Is this Removal Tool the same as "uninstall norton internet security" which I can reach from my start menu > programmes?


----------



## valis (Sep 24, 2004)

Nope. It's a separate tool designed to completely remove norton. And even then it doesn't always work. Norton is known for it's far reaching capabilities.


----------



## Phantom010 (Mar 9, 2009)

If it doesn't work the first time, it's common practice to run it a second time.

However, if I were you, I would seriously consider a better, even free alternative. Norton is always a pain to remove and can cause a lot of grief when not properly uninstalled, especially with your Internet connection.


----------



## valis (Sep 24, 2004)

Indeed. I use AVG free on my XP box, MSE on my W7 box, and haven't used a pay-per AV for about 6 years now.


----------



## flavallee (May 12, 2002)

Download and save the Norton Removal Tool, as advised.

Close all open windows, including browser windows.

Double-click the saved tool to run it.

Allow it to remove everything that's associated with *Symantec* and *Norton* and *LiveUpdate*.

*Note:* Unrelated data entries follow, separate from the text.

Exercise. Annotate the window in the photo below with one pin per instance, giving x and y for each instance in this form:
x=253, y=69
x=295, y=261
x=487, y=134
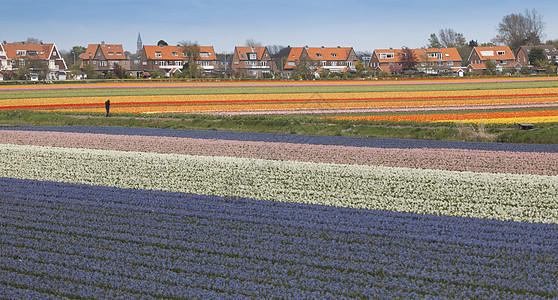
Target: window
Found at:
x=386, y=55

If all goes well, you'll be advised that the removal was successful.

Restart your computer.

Run the tool a second time.

Restart your computer again.

-------------------------------------------------------------


----------



## markfox (Jan 23, 2007)

Thanks, all. 
I suppose there's a kind of weird logic that a provider of security software makes it so hard to remove its own product. However, a separate removal tool really shouldn't be necessary, even though it apparently is.
In fact I am already committed to installing the new Norton 2011 Internet Security, so I will follow Flavallee's plan for removal, before running my new installation disk.
After the coming year I will be very tempted to use AVG free, Valis, since I have heard other good reports about it.
Thanks again everyone.
Mark


----------



## flavallee (May 12, 2002)

Mark:

Just for your information, there are special removal tools for *Symantec Norton* and *McAfee* because of all the "debris" a normal uninstall leaves behind.

The removal tool is also handy when they resist being uninstalled the normal way.

----------------------------------------------------------------

Personally, I wouldn't renew my subscription to *Norton Internet Security 2011*, but that's your choice.

---------------------------------------------------------------


----------



## markfox (Jan 23, 2007)

Thanks very much, Flavallee.

We learn all the time!

I'll only come back if I have a problem with the removal / new disk installation. Otherwise thanks to all, and we can consider the matter closed.

Mark


----------